None of these is the correct answer for every agent. A team building an agent that pays other agents in USDC for compute calls will choose differently from a team building an agent that books restaurant reservations on Visa rails. The wallet category falls out of three questions in order: what does the agent buy, who owns the user relationship, and what regulatory perimeter does the operator want to live inside. The full five-category agent-wallet framework walks through that decision; the table here zooms into the six implementations that ship in production today.

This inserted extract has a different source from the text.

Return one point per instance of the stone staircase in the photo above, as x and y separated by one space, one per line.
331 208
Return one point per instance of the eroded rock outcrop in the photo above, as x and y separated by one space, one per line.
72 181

Sources and methodology. Product details verified against issuer documentation linked inline. Launch dates: Coinbase Agentic Wallets Feb 11, 2026 per Coinbase Developer Platform announcement; CDP Server Wallets v2 GA July 24, 2025; Coinbase Agent.market April 21, 2026 per BanklessTimes. x402 cumulative figures (69,000 agents, 165M transactions, $50M volume) per Cryptonews reporting Coinbase's April 21, 2026 numbers. Stablecoin supplies pulled from DeFiLlama on April 29, 2026. Figures refresh quarterly.
Eco's Role for Cross-Chain Stablecoin Settlement
Eco is a stablecoin execution network that sits beneath an Agentic Wallet and handles cross-chain settlement once the wallet authorizes a payment. The wallet decides who can spend, what token, and how much; Eco moves the dollars from the agent's chain to the counterparty's preferred chain across 15 supported networks via a single intent-style API.
Coinbase Agentic Wallets settle natively on Base and across the EVM and Solana surface CDP Server Wallets v2 supports. That is plenty for an agent paying x402 services priced in USDC on Base. It is not enough for an agent whose counterparty holds USDT on Tron, USDC on Solana, or PYUSD on Ethereum L1. Cross-chain settlement is a separate problem from custody. Eco sits underneath the wallet's signing surface and handles that movement, with Hyperlane and CCTP as the live transport rails behind a single intent-style API. An agent holding USDC on Base in an Agentic Wallet can pay a counterparty whose treasury sits on Solana or Arbitrum without writing routing logic or selecting a bridge per chain. The wallet authorizes; Eco settles where the dollars actually need to land. For teams building agent payment flows across more than one chain, that division of labor is the difference between integrating one settlement surface and stitching together a bridge, a swap aggregator, and a routing layer per chain. Eco does not replace the wallet — it composes underneath whichever wallet the operator picked.